If you want to assess for butyrate producers, you need a 16S rRNA stool test or metagenomic stool test. I discuss the details of different types of stool testing in another blog post. The bottomline is I recommend a Biomesight stool test. It is cost effective, does not require a doctor’s order, and is more accurate than most stool tests doctors use.

Increasing Butyrate-Producing Species

Most people who have been eating a diet low in fiber and plants or who have taken recent or many antibiotics will be low in butyrate-producing species. In fact, some of these species may be extinct in your digestive tract. 

So how do you increase these important species? Most people may think that you just need to take a probiotic. But probiotics do not actually colonize your digestive tract, at least not for very long. So they will not create a long term shift in your gut ecology. Also, many of these species do not do well with oxygen, so you will not find them in a capsule.

The key is to feed these butyrate-producing species to naturally shift your gut bacteria populations. If these species are truly extinct in your gut, then only a fecal transplant will restore them.

Foods that Increase Butyrate-Producers

  • Ground psyllium seeds or psyllium husks

  • Foods high in resistant starch such as buckwheat and sorghum

  • Red grapes

  • Onions

  • Burdock root

  • Chicory root

  • Garlic

  • Onions

After signing up for a free account, navigate to my favorites in the catalog to find the specific prebiotics, probiotics, and postbiotic supplements at 20% off.
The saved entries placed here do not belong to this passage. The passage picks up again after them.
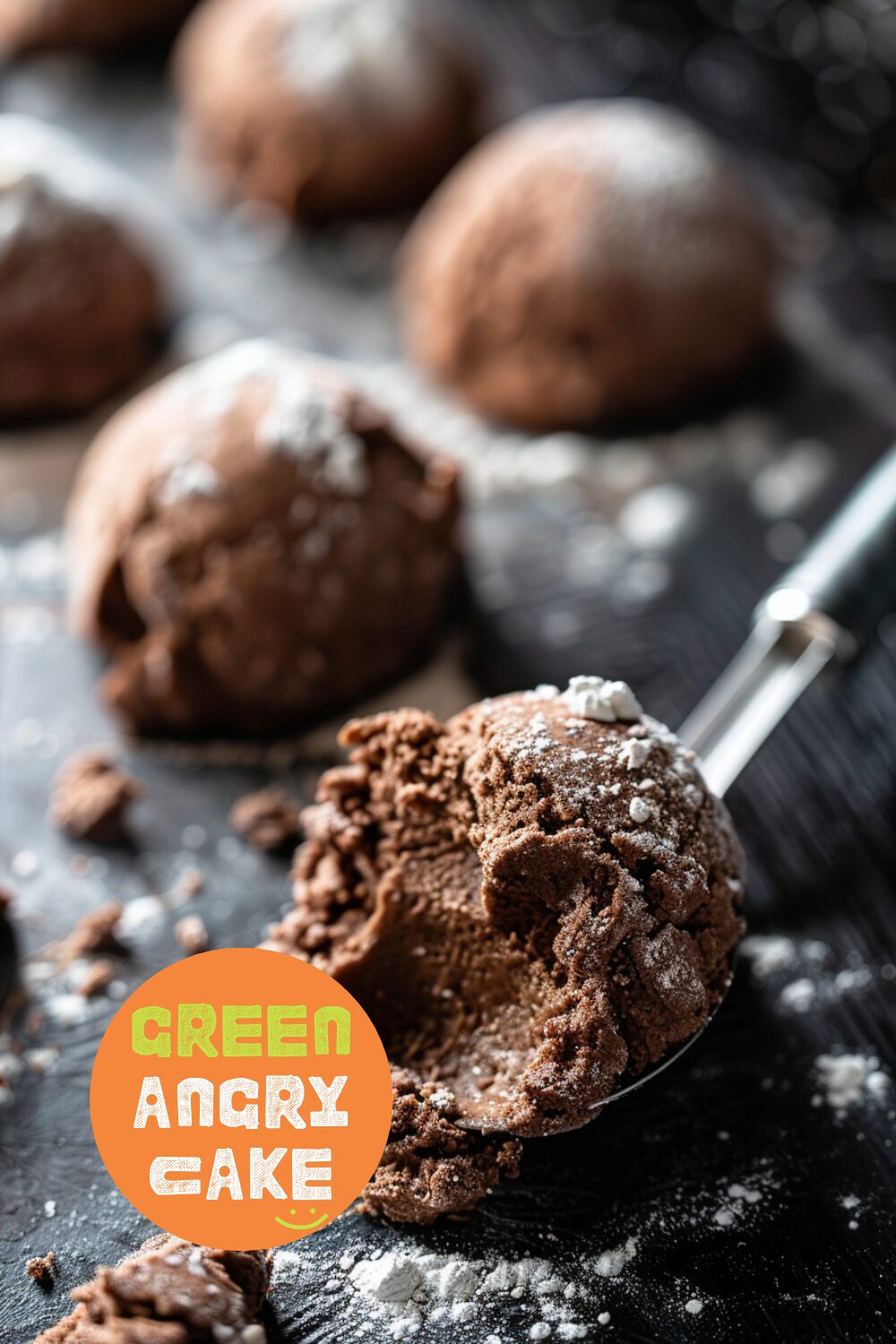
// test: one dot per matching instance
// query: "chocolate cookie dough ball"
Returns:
(29, 26)
(547, 879)
(81, 306)
(597, 260)
(257, 546)
(323, 108)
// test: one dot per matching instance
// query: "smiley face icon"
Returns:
(303, 1228)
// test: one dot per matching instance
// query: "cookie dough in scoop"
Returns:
(532, 900)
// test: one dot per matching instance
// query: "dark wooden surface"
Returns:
(815, 814)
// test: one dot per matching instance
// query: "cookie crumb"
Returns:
(191, 935)
(166, 1292)
(42, 1269)
(91, 796)
(97, 978)
(266, 819)
(94, 932)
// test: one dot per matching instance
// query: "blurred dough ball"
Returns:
(85, 24)
(590, 261)
(323, 108)
(257, 546)
(81, 303)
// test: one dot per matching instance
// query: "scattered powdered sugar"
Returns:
(656, 516)
(607, 702)
(850, 1080)
(813, 980)
(788, 484)
(610, 1263)
(401, 1292)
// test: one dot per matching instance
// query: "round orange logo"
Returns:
(241, 1098)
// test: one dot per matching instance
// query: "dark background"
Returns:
(805, 91)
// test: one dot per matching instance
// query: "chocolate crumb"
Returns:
(169, 1292)
(191, 935)
(96, 980)
(266, 819)
(430, 1166)
(42, 1269)
(91, 796)
(94, 932)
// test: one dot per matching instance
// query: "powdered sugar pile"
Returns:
(849, 1081)
(409, 1288)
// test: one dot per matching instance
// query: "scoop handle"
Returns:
(848, 574)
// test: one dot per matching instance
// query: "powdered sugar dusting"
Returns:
(607, 702)
(304, 418)
(371, 50)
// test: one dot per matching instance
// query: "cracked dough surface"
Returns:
(556, 898)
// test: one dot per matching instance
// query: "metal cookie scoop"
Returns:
(823, 609)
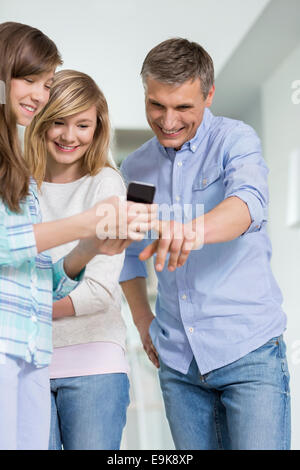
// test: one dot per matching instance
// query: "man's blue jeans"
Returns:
(243, 406)
(89, 412)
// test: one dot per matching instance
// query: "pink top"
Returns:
(88, 359)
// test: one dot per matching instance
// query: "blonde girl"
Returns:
(28, 278)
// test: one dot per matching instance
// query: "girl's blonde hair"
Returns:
(72, 92)
(23, 51)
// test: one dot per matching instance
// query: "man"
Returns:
(217, 334)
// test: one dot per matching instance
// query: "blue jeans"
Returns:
(89, 412)
(242, 406)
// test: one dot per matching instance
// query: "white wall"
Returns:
(281, 134)
(109, 39)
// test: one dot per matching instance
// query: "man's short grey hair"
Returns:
(178, 60)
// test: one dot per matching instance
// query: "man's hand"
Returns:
(175, 238)
(143, 329)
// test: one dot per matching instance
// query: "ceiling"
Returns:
(109, 39)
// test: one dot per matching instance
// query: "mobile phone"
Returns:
(140, 192)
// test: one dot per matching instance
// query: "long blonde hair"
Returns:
(72, 92)
(23, 51)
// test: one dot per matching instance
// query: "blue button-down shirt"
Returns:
(224, 302)
(29, 283)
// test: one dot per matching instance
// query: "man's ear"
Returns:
(210, 96)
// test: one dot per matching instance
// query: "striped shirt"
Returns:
(29, 282)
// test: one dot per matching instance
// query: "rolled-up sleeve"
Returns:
(62, 284)
(245, 174)
(17, 239)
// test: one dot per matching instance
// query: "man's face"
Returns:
(174, 112)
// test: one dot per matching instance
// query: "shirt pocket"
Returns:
(208, 188)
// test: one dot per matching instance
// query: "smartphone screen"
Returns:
(140, 192)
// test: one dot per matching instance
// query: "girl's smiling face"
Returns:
(29, 95)
(69, 138)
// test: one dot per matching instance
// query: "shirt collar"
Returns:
(194, 143)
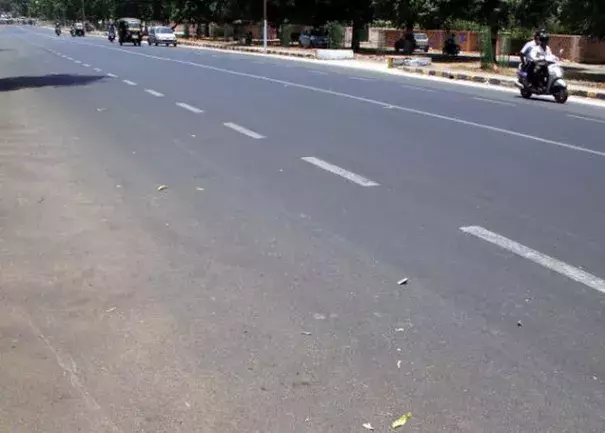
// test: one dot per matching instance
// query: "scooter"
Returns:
(547, 81)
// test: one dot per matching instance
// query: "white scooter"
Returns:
(550, 83)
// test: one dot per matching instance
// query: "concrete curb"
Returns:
(310, 55)
(494, 81)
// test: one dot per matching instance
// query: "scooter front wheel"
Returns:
(561, 96)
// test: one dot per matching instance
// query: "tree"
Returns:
(586, 17)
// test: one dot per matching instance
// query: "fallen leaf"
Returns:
(402, 420)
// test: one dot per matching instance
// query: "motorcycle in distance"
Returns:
(547, 81)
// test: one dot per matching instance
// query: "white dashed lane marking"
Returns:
(154, 93)
(548, 262)
(189, 107)
(492, 101)
(243, 130)
(586, 118)
(353, 177)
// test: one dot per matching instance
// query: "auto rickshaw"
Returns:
(129, 30)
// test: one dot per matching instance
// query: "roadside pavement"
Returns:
(383, 64)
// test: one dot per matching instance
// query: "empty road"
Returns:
(199, 241)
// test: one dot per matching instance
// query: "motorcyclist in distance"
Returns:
(540, 51)
(526, 50)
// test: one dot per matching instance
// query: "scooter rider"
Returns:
(111, 31)
(540, 51)
(526, 50)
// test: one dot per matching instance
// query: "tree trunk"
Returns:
(355, 39)
(494, 40)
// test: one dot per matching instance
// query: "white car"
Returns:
(161, 35)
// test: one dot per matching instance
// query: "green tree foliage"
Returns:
(575, 16)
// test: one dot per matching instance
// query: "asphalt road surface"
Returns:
(196, 241)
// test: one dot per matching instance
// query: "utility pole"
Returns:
(264, 24)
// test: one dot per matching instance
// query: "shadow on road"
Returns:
(8, 84)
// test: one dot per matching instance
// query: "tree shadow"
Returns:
(9, 84)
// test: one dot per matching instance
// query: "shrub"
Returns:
(285, 35)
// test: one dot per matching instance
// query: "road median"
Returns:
(490, 79)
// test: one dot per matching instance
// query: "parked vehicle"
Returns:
(315, 38)
(161, 35)
(450, 47)
(130, 30)
(548, 80)
(77, 30)
(412, 42)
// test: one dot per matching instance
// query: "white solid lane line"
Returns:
(243, 130)
(548, 262)
(189, 107)
(492, 101)
(154, 93)
(424, 89)
(359, 180)
(586, 118)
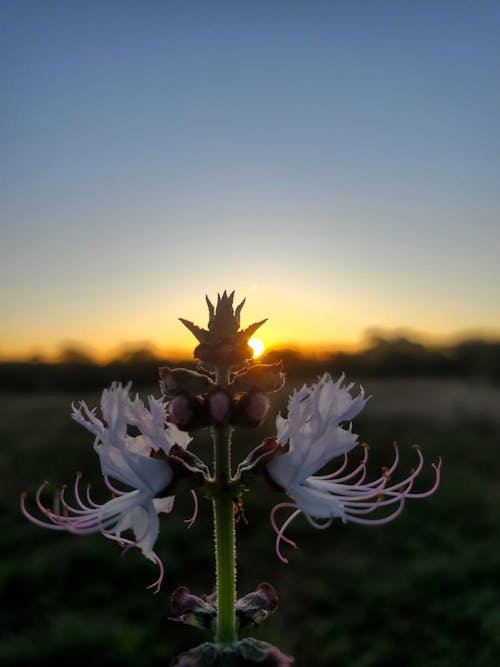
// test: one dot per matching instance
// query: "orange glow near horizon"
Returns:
(257, 346)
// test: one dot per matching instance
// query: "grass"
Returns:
(419, 592)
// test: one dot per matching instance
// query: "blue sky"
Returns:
(335, 162)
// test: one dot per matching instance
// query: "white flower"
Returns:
(130, 460)
(310, 437)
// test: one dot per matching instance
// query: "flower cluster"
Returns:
(144, 449)
(139, 462)
(314, 433)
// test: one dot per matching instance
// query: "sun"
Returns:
(257, 346)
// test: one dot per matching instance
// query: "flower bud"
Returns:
(251, 408)
(255, 607)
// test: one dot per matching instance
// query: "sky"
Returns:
(336, 163)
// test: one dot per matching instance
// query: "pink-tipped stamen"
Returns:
(281, 536)
(195, 512)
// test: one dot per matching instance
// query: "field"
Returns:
(422, 591)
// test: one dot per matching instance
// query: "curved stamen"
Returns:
(195, 512)
(274, 524)
(316, 524)
(280, 536)
(34, 519)
(378, 522)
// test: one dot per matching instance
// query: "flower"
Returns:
(223, 344)
(135, 461)
(309, 438)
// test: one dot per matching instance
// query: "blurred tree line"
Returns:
(383, 357)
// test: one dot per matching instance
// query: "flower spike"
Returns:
(223, 343)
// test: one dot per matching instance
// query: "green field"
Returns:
(422, 591)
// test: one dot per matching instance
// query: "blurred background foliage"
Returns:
(421, 591)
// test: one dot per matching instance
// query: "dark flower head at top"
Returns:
(223, 344)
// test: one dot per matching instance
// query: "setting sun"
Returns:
(257, 346)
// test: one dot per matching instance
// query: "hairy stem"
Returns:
(225, 537)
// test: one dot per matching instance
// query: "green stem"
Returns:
(225, 534)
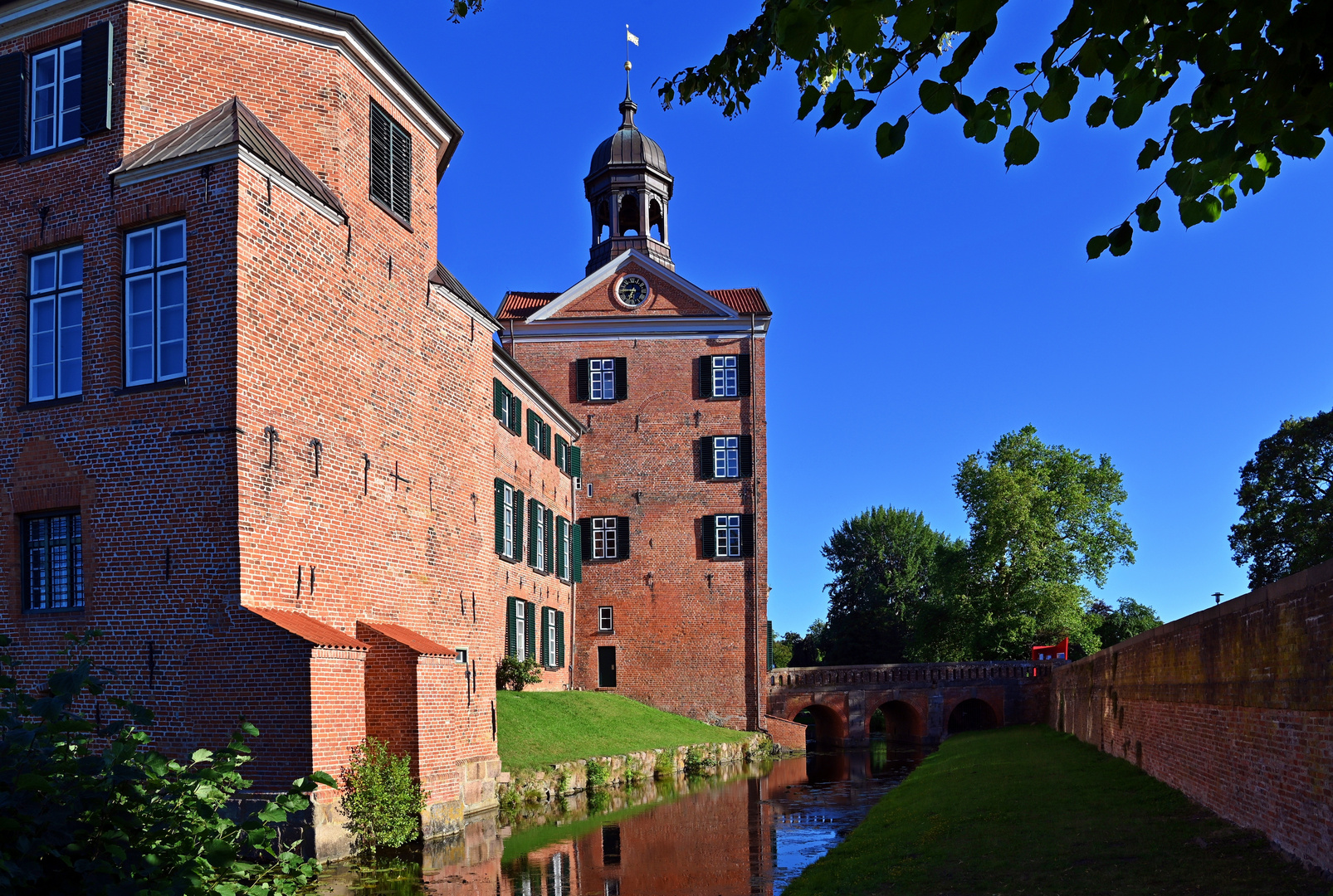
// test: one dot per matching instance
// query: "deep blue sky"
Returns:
(923, 304)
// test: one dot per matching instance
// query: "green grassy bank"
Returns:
(1025, 810)
(543, 727)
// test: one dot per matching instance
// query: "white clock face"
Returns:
(632, 291)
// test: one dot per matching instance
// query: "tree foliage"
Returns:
(1287, 524)
(1262, 81)
(884, 564)
(380, 799)
(92, 808)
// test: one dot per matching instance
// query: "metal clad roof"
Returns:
(231, 123)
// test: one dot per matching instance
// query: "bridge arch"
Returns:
(827, 727)
(974, 713)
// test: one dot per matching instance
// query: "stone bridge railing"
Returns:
(925, 674)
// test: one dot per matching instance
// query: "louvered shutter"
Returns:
(13, 88)
(95, 79)
(548, 540)
(517, 526)
(622, 379)
(560, 639)
(622, 538)
(402, 173)
(510, 632)
(382, 163)
(576, 553)
(582, 379)
(500, 516)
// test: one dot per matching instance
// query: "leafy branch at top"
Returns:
(1265, 85)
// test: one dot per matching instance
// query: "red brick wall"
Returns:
(1232, 705)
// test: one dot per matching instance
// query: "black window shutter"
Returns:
(622, 379)
(560, 639)
(585, 539)
(582, 379)
(517, 524)
(402, 173)
(95, 80)
(382, 163)
(500, 516)
(622, 538)
(12, 94)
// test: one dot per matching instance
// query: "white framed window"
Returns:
(602, 379)
(603, 538)
(520, 631)
(55, 324)
(727, 458)
(728, 533)
(551, 638)
(508, 520)
(155, 304)
(56, 94)
(724, 377)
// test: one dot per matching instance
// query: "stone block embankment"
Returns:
(1232, 705)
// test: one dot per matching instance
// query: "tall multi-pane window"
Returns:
(603, 538)
(56, 94)
(725, 456)
(52, 549)
(508, 522)
(155, 304)
(728, 533)
(724, 377)
(602, 379)
(55, 324)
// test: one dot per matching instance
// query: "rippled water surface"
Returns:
(748, 830)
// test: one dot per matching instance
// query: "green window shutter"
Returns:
(560, 639)
(510, 635)
(517, 526)
(576, 553)
(500, 516)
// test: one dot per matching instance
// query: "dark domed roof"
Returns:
(628, 145)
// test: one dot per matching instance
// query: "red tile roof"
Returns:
(308, 630)
(409, 639)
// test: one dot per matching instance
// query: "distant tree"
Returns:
(1042, 519)
(1287, 524)
(884, 566)
(1260, 72)
(1128, 619)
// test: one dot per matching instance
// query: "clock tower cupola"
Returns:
(628, 190)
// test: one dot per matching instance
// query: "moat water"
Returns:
(747, 830)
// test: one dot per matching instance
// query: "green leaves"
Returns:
(1021, 147)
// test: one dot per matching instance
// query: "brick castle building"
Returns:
(247, 411)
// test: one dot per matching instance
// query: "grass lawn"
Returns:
(1025, 810)
(544, 727)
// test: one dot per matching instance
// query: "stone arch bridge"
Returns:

Other important dietary strategies include avoiding high fat diet, high protein, low carb diets, and processed foods and grains. Now, as you feed these bacteria, they will be fermenting these starches and carbs. This means more gas, but this is usually temporary as your gut bacteria transitions. 

Now, you may be wondering if you can just take a butyrate supplement and get the same results. Yes, you may benefit from a butyrate supplement depending on your health conditions. But in the long run, it makes more sense to support a healthy butyrate-producing bacterial gut population through food. 

Note of Caution

If you suspect you have an overgrowth of bacteria in your small intestine, called SIBO, you may react negatively to many of the foods listed above (more than just increased gas). Please speak to your doctor to get a proper evaluation and medical advice.